A group of women knows that feeling well. When you walk through the doors at the neonatal intensive care unit at Huntsville Hospital for Women and Children, there’s a sense of hope. Liz Smith calls it, “the most special place in the world.” It’s where miracles happen. “I can never imagine my life without being in this unit,” Smith adds.

Liz is one of the driving forces behind the NICU’s Cuddler Program. She was the very first volunteer. With a smile on her face, she said, “It's the most important thing other than raising my own children that I've ever done.” The Cuddlers started a year and a half ago. “We needed somebody to be here all the time,” Liz said. “And we're staffing from 8 a.m. until 9 p.m. seven days a week because the hospital never closes.”

There are 37 trained Cuddlers. Fifty people are on the waiting list. Robin Jennings spends three or four hours several days a week holding and loving the babies in the unit. “I'm in training for grandmothership,” she said laughing. “We don't have any grandchildren so this is great practice.” But it’s more than that. “It's such an opportunity to give love, you know, share love and hope for these children that are sick,” Jennings said.

On average, 1,200 babies come through the Regional NICU every year. Smith adds, “And our job is to love them and help the staff and help the families while they are here.” Some have medical problems. “We do have a lot of intensive premature babies, infants but we have a large number of full term babies that are critically ill,’ Smith said.
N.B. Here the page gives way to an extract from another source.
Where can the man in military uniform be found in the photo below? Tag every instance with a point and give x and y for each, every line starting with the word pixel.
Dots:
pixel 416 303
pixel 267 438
Others are there because of Neonatal Abstinence Syndrome or NAS. They’re addicted to drugs the mother took before giving birth. “It's tragic,” Smith said. “Their neurological systems are messed up. They're going through withdrawals.” One of the best treatments is rocking and just holding them. Smith adds, “They need constant attention and they need constant love and holding and personal touch.”

Robin Jennings loves being a volunteer Cuddler. “I think there's just a spirit here that is of goodness and joy and helpfulness and compassion, all of those things that work so well together,” Jennings said. “It's the one thing that I treasure more than anything else I've ever done.”